"Wir sind nicht am Ende, sondern erst am Anfang vom Ende." Wolfgang Schäuble

Helmut Kohl redet nicht. Wer ihn kennt, weiß: Er wird auch weiter schweigen. Seit Wochen dreht sich in der Finanzaffäre der Christdemokraten alles um die vermeintlich zentrale Frage, wer die Leute waren, die dem ehemaligen Parteivorsitzenden jene Millionen überließen, über deren Herkunft er partout nichts sagen mag. Von "respektablen Bürgern unseres Landes", die für ihr Schweigen Gründe hätten, raunt Kohl geheimnisvoll. So könnte es gewesen sein. Aber vielleicht war es auch ganz anders. Die Republik spekuliert, und die "Aufklärer" an der Parteispitze der CDU ringen hilflos die Hände: Nur wenn Kohl Namen nenne, könne die Partei wieder auf die Beine kommen. Was sie denn, bitte schön, noch tun sollten, fragen Wolfgang Schäuble und Angela Merkel und blicken arglos in die Kameras.

Als ob es darauf wirklich ankäme. Was wäre gewonnen für die CDU, wenn Kohl sich die Sache doch noch anders überlegte? Ist es überhaupt plausibel, dass die Partei durch "rückhaltlose Aufklärung", wie ihr Mantra in diesen Tagen lautet, die alte Rolle der "großen Volkspartei der Mitte" zurückerobern könnte?

Offensichtlich werden hier Sachverhalte vermengt, die allenfalls entfernt miteinander zu tun haben. Denn so erforderlich die öffentliche Bloßlegung aller Details christdemokratischer Finanzierungspraxis sein mag, so wenig wird dieser schmerzhafte Prozess dazu beitragen, die CDU wieder zu dem zu machen, was sie im deutschen Parteiensystem einmal war. Ob Helmut Kohl sein Wissen preisgibt oder nicht, ist für die Zukunft der CDU ziemlich unerheblich. Wolfgang Schäuble und Angela Merkel haben das Publikum auf die falsche Fährte gelockt. Die Zukunft der Partei entscheidet sich an ihren Wurzeln.

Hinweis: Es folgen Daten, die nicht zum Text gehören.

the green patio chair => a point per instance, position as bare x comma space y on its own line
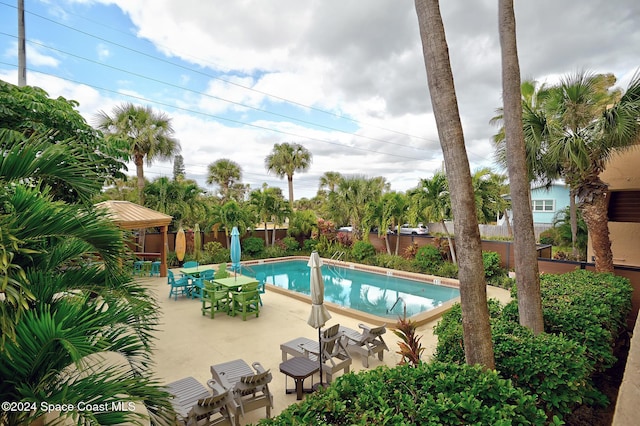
222, 272
246, 302
214, 299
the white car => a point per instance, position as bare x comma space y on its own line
407, 229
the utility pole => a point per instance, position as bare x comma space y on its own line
22, 48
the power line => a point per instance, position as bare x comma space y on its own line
289, 101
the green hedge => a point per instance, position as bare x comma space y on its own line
429, 394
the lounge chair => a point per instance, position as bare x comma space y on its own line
367, 343
195, 405
214, 299
248, 387
246, 302
181, 286
335, 356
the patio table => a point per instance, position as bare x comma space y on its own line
229, 373
196, 270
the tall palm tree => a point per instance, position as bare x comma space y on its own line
225, 173
148, 134
473, 294
67, 299
264, 201
352, 197
330, 180
586, 126
286, 159
526, 257
432, 202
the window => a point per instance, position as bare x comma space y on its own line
543, 205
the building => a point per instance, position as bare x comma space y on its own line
547, 201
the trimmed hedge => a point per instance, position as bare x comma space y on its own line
429, 394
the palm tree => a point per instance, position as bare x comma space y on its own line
264, 201
286, 159
431, 201
149, 136
67, 298
391, 212
225, 173
330, 180
352, 197
526, 257
473, 294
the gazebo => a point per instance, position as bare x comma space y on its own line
128, 215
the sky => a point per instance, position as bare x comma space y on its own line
344, 78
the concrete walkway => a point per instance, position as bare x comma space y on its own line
188, 343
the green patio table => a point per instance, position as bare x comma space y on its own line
196, 270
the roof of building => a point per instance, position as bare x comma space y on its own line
128, 215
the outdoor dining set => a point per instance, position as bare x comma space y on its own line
218, 291
236, 387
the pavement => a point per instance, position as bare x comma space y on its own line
188, 343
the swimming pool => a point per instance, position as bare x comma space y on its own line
364, 291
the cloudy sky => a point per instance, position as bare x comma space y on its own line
344, 78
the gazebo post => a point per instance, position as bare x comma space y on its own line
164, 249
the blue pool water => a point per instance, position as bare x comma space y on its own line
364, 291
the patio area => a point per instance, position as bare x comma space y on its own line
188, 343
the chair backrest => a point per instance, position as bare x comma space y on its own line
207, 275
222, 271
332, 345
250, 287
369, 335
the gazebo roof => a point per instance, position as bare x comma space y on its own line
128, 215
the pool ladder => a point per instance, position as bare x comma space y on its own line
336, 258
400, 299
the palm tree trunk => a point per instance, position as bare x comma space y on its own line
573, 218
290, 181
478, 346
595, 215
452, 249
526, 258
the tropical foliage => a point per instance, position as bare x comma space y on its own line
75, 327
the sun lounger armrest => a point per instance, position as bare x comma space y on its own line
258, 367
216, 387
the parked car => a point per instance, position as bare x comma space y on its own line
407, 229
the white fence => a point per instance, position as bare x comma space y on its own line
488, 231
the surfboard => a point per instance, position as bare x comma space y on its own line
181, 244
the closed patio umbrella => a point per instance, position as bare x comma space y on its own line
236, 250
319, 313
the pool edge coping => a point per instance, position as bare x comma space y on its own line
419, 319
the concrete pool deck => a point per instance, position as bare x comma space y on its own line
188, 343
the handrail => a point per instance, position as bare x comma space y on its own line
399, 299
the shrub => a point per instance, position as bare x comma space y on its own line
589, 308
290, 244
428, 258
427, 394
362, 250
310, 244
447, 270
550, 236
253, 245
274, 251
553, 367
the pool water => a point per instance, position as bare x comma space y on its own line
364, 291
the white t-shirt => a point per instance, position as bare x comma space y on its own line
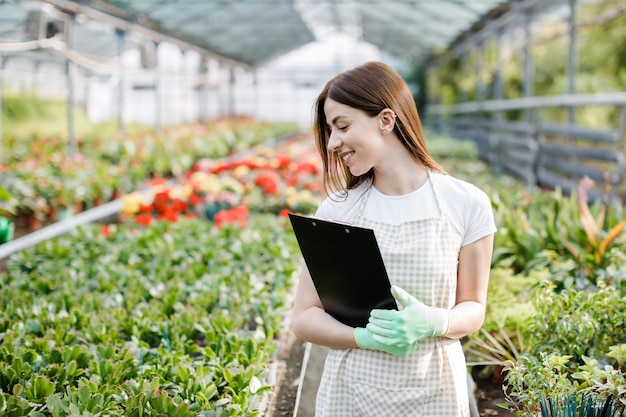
467, 207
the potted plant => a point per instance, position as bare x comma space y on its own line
7, 209
588, 406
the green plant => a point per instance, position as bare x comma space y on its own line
576, 343
587, 406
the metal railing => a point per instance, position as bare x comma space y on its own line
542, 152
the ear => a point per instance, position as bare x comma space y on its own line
387, 119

Tatsächlich ist der Skandal, der die CDU erschüttert, nur der Anlass, der den langfristigen Verfall ihrer gesellschaftlichen Voraussetzungen mit einem Schlag zutage treten lässt. Man muss die historische Bedeutung der Christdemokratie im abgelaufenen Jahrhundert erfassen, um zu verstehen, warum sich die Partei davon nicht mehr wird erholen können.

Wie die beiden anderen alten Parteifamilien in Deutschland, die sozialdemokratische und die liberale, kann die CDU ihre Geschichte bis tief ins 19. Jahrhundert hinein zurückverfolgen. "Kraftvolle Parteien sind das Ergebnis kraftvoller Anstöße, die sich aus historischen Lagen ergeben", hat der Politologe Wilhelm Hennis geschrieben. Im Fall der christlichen Demokratie war die konfessionelle Spaltung Deutschlands so eine Lage, Bismarcks antikatholischer "Kulturkampf" der Anstoß. Die Deutsche Zentrumspartei, Vorläuferin der CDU, überstand die Katastrophen der ersten Hälfte des 20. Jahrhunderts besser als alle anderen Parteien. Ihrem geschlossenen, fest im katholischen Volk verwurzelten Milieu entstammten die beiden christdemokratischen Kanzler Adenauer und Kohl, die den Regierungen der Bundesrepublik während drei der fünf Jahrzehnte ihres Bestehens vorstanden.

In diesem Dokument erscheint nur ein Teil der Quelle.